The government has realised very quickly that to liberate the economy, supply chains have to be deregulated, processes simplified, competition has to be enforced and cartelization of the economy not allowed. An entrenched corrupt system was fatal for Pakistan and had put it on a path of destruction. Reforming the system was thus a lynchpin of his commitment to the people of Pakistan.
The PM has commissioned several economic, administrative and criminal investigations on a number of burning issues involving public debt, power tariffs, sugar and wheat crisis. The objective was to get answers, break the nexus between corruption and decision making, assign responsibility.
On the revenue generation front FBR has succeeded in expanding the tax net and boosted tax collections as the Prime Minister took on the gigantic challenge of reforming the FBR and tax administration.MRapid transformation of the informal economy into a formal economy requiring unpopular tough reforms to document the economy and create a new tax culture in Pakistan is underway. Government, traders and the business community are deliberating to devise a suitable tax system in Pakistan which is fair and equitable and can finance the development of the country.
The COVID-19 pandemic affected severely and disrupted the urban economy in Pakistan. Manufacturing and services supply chains faced shutdowns. The government moved decisively to create the NCOC, mobilized to equip and strengthen health facilities across the country, provided billions of rupees of direct cash transfers to millions of affected poor families, preventing wide scale hunger and devastation. By instituting a policy of smart lockdowns, with effective trace and track arrangements it has managed to cushion the economic impact of disruptions and market shutdowns. To further cushion the economic fallout of corona, the PM was able to arrange debt relief from the G7 countries and has taken the lead in developing global consensus for debt restructuring and relief for developing countries on a larger scale.
In a move to create massive employment opportunities to compensate for the job losses during corona, the government has incentivised the construction and housing value chains in the country.
Under the personal leadership of the PM weekly meetings are held to remove the regulatory burden on the construction industry.
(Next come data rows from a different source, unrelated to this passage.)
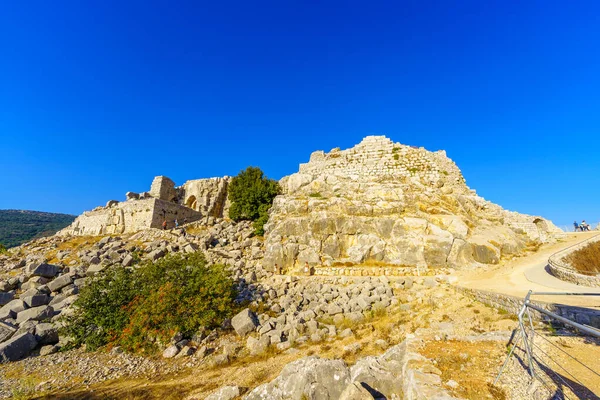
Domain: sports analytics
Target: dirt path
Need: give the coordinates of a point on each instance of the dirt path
(516, 277)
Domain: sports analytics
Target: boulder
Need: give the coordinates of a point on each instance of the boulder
(127, 261)
(156, 254)
(37, 314)
(258, 346)
(46, 333)
(310, 378)
(36, 300)
(60, 283)
(42, 269)
(17, 347)
(171, 351)
(49, 349)
(244, 322)
(11, 309)
(225, 393)
(94, 269)
(6, 331)
(6, 297)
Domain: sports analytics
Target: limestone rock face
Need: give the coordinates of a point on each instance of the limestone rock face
(308, 378)
(383, 202)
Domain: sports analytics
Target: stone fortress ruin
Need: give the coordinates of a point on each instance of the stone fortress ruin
(378, 202)
(194, 200)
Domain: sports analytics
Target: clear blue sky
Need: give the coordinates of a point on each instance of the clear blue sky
(96, 98)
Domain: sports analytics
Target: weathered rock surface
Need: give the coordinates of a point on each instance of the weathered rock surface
(383, 202)
(307, 378)
(244, 322)
(17, 347)
(225, 393)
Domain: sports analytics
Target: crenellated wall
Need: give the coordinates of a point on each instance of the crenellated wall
(377, 158)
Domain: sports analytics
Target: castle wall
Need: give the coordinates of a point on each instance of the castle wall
(129, 216)
(377, 157)
(208, 196)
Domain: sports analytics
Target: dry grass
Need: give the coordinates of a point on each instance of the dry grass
(586, 260)
(72, 244)
(391, 325)
(472, 365)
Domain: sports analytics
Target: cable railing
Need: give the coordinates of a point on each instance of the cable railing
(555, 260)
(544, 359)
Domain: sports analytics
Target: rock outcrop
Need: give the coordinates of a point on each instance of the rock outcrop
(194, 200)
(389, 204)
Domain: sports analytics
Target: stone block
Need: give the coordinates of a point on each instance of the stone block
(11, 309)
(35, 300)
(6, 331)
(244, 322)
(17, 347)
(42, 269)
(46, 333)
(6, 297)
(59, 283)
(37, 314)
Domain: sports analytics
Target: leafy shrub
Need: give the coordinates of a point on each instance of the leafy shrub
(142, 308)
(251, 195)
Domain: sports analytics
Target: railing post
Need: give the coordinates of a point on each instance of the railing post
(525, 336)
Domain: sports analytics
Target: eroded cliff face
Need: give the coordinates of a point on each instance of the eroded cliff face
(385, 203)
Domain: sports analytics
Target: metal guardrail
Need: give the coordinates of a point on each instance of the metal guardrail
(555, 260)
(527, 333)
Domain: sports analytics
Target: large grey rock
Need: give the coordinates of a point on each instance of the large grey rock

As a result, it has seen more ease of doing business reforms and deregulation in the past five weeks than it had in the last fifty years. These reforms have been institutionalized all across the value chain from urban master planning and unlocking of land banks to digitalizing approval systems for quick and automatic approvals and rejuvenating sustainable systems for construction and mortgage finance by the SBP.
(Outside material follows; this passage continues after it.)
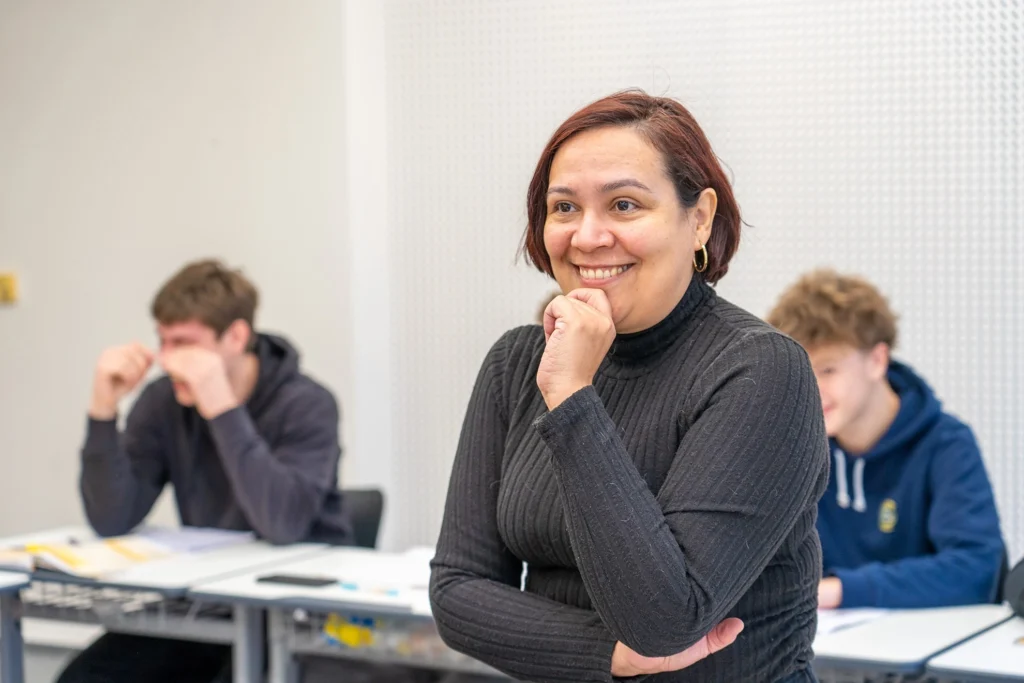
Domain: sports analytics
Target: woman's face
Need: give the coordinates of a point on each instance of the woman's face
(615, 223)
The measures like streamlining availability of utilities for development sites, reviving REITs financing and tax rationalization, creating incentives for low cost housing and facilitating home ownership across the count, were introduced. This model of applying fast track reforms under the leadership of the Prime Minister and involving administrative machinery of both the federal and the provincial governments is all set to roll out across major value chains involving the manufacturing, services, agriculture and knowledge economy.
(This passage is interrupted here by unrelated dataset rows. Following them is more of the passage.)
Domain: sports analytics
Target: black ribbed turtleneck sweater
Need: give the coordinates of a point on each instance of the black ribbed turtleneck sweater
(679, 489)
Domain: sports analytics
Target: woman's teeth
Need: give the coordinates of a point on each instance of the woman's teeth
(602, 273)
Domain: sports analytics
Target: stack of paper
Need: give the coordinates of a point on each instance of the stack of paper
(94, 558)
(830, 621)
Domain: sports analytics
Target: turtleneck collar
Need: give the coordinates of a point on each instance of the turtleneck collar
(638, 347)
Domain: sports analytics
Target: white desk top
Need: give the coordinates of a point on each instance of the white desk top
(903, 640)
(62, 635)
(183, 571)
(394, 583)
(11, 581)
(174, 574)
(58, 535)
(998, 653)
Background home work has been completed and reforms packages are ready for implementation by mobilizing the government machinery and public private partnerships.
Analyst say Pakistan can benefit from the current global opportunities of relocation of production centers by being competitive with other regional countries. The Prime Minister is moving forward briskly to boost Pakistan’s image and international rankings in investment, productivity and competitiveness from the bottom quartile to the top quartile in the next three years.